Now, not to create a major FORK in my thread, I also have it set up so that all COMMENTS to ARTICLES on my website also need to be approved before they appear.

That is a whole other topic and debate, and one for which your above points may be much more valid… (makes me wonder if I should start a new thread on that topic, which one I also need help with?!) :scratch:

To paraphrase a line which is thrown around in movies alot “If you don’t trust your community, how can your community become trustworthy?”

See, but I’ve never had Teens before!! :stuck_out_tongue:

You may not get that at first - it may take time to weed out those that don’t fit in. And you might find that some of those that don’t “fit in” actually add value and color to your community if given a chance.

True.

I don’t think you’re on an island, but you’re definitely in the minority. And I think you’re worrying a little too much over the small finite details.

That’s what I do best!!! :smiley:

Profiles might not make or break a community, but micromanagement definitely will.

Fair enough.

Debbie

P.S. David (and everyone else), I would like to clarify something…

Do you have more of a hang-up with having to wait to have your Photo approved?

Or, is the fear that I will become a Photo-Nazi and deny everything other than Mickey Mouse?

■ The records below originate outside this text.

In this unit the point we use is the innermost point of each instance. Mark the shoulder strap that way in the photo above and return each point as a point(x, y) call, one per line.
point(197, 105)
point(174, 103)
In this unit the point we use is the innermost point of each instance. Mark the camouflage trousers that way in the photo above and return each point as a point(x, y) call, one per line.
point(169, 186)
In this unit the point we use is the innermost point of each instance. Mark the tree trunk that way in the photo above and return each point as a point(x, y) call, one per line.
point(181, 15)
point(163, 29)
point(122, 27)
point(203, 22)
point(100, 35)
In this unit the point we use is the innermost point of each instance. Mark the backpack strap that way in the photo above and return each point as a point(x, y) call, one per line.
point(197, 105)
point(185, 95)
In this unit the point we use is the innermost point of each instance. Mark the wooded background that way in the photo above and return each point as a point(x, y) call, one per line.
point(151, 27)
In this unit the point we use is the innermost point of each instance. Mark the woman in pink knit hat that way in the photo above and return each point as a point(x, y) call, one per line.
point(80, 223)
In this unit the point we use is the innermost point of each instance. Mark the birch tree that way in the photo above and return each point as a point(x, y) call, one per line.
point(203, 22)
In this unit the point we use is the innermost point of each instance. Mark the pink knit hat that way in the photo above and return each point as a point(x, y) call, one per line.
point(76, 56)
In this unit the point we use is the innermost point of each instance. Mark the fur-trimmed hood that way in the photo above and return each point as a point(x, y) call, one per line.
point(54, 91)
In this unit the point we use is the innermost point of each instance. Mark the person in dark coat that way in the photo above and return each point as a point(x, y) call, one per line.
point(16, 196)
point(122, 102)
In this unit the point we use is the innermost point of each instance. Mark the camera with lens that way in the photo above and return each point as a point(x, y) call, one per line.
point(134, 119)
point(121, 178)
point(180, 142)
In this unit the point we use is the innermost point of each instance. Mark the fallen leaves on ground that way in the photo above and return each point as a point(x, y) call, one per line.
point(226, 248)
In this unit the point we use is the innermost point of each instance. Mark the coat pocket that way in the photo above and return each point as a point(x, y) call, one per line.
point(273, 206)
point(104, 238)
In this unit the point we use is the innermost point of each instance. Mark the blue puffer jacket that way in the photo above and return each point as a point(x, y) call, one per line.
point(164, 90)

My focus is on knowing what goes up on my website more so than “micro-managing” people’s Photos…

Debbie

For me, it’s definitely the second more than the first.

And there’s the crux of the disagreement. As soon as you invite me to interact and get involved in your website/community, it ceases to be just “your” community - it’s now “our” community. And there needs to be some semblance of self-ownership and freedom, not a sense of being Oliver and saying “Please, maam, can I use this picture” or “Please, maam, can I post this comment”.

You’re at a crossroads here - you either build a community which allows some semblance of freedom of engagement, or you run a personal blog where people can comment if you allow them too. You can’t have both.

Does this mean you can’t have standards or expectations of behavior? Absolutely not! Just spell them out ahead of time and enforce those standards/rules/laws justly, fairly and consistently. But don’t ask for my involvement and then make me wait to see if I meet your quality standards for what’s allowed.